Interesting statistics 

The United States, Saudi Arabia and Russia are the three largest oil producing countries, while Canada ranks fourth. The United States, China and India are the three largest consumer countries of black gold. Some 88 million barrels of oil are produced daily, of which 65 million barrels are exported and imported every day, mostly through pipelines, the longest of which are those in Druzhba, linking Russia and Germany.  

You should know that crude oil is unusable. It definitely needs to be refined. Quebec has two refineries, one in Montreal East and the other in Lévis, which can process more than 400,000 barrels/day, or 20 % of refining capacity in Canada, and nearly 3,000 stations -service where gasoline for cars is sold.

Challenge of the hour

In the 19th century, the first drilling of oil wells in the United States and elsewhere in the world favored the rapid creation of colossal fortunes. Our way of life and the balance of power between oil nations and the others will be completely transformed. Oil will change the situation during the First World War. Thus, “the United States will play a decisive role in the outcome of the war of 1914-1918: it will supply more than 90 % of the oil to the Allied forces, aided by imports from Mexico “. < /p>

The discovery, on the eve of the Second World War, of the largest oil deposits in the world in Saudi Arabia, will be just as decisive. This country will become the “gas station of the West”. It is not often heard, but the lack of oil resources will be a determining factor in the defeat of Nazi Germany.

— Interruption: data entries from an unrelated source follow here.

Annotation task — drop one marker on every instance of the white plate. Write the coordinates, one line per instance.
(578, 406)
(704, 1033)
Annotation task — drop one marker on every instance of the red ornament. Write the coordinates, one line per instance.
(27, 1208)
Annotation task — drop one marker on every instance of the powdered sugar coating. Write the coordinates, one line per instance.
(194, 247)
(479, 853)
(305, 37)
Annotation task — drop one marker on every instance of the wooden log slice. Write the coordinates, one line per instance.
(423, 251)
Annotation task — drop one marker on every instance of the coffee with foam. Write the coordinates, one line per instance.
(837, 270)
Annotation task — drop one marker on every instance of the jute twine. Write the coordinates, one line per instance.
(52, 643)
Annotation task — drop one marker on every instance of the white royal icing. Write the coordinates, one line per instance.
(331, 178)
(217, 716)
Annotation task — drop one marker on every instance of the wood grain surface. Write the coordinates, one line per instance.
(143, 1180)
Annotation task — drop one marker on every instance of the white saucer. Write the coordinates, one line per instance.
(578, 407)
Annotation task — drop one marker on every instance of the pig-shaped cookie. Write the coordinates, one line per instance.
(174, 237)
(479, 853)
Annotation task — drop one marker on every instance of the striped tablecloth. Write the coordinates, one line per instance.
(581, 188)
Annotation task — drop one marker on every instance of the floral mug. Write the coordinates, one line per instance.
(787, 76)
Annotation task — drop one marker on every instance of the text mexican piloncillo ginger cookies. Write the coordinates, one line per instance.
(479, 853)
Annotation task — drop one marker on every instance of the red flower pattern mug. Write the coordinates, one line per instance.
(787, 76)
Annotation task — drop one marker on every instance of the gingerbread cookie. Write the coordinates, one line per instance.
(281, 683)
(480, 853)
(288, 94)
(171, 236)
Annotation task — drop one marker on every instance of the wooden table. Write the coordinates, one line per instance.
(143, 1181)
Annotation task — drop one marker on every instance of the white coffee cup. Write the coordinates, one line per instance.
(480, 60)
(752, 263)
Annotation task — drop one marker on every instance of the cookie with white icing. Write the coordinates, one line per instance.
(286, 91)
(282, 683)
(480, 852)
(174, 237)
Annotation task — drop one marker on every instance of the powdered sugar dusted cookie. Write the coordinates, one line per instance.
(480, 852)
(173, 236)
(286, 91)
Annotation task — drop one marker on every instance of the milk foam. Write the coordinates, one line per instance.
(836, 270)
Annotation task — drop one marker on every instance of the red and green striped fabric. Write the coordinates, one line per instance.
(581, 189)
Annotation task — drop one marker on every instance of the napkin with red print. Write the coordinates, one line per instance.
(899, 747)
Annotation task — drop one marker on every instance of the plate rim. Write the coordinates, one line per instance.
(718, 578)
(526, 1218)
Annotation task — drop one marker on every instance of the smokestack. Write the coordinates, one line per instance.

After the Second World War, abundant and cheap oil will favor the rise of the petrochemical industry: plastic products for packaging and conservation, synthetic fabrics such as nylon, toys, fertilizers, detergents, etc. The United States, which has been able to place its pawns everywhere among the producing countries, will make sure to control a good part of the production of black gold.

Oil has undeniably contributed to development accelerated in our societies. But it has also contributed to the equally rapid deterioration of our environment. We are now in the era of energy transitions where renewable energies – wind, hydroelectricity, solar – will play a leading role. This is the great challenge of the hour.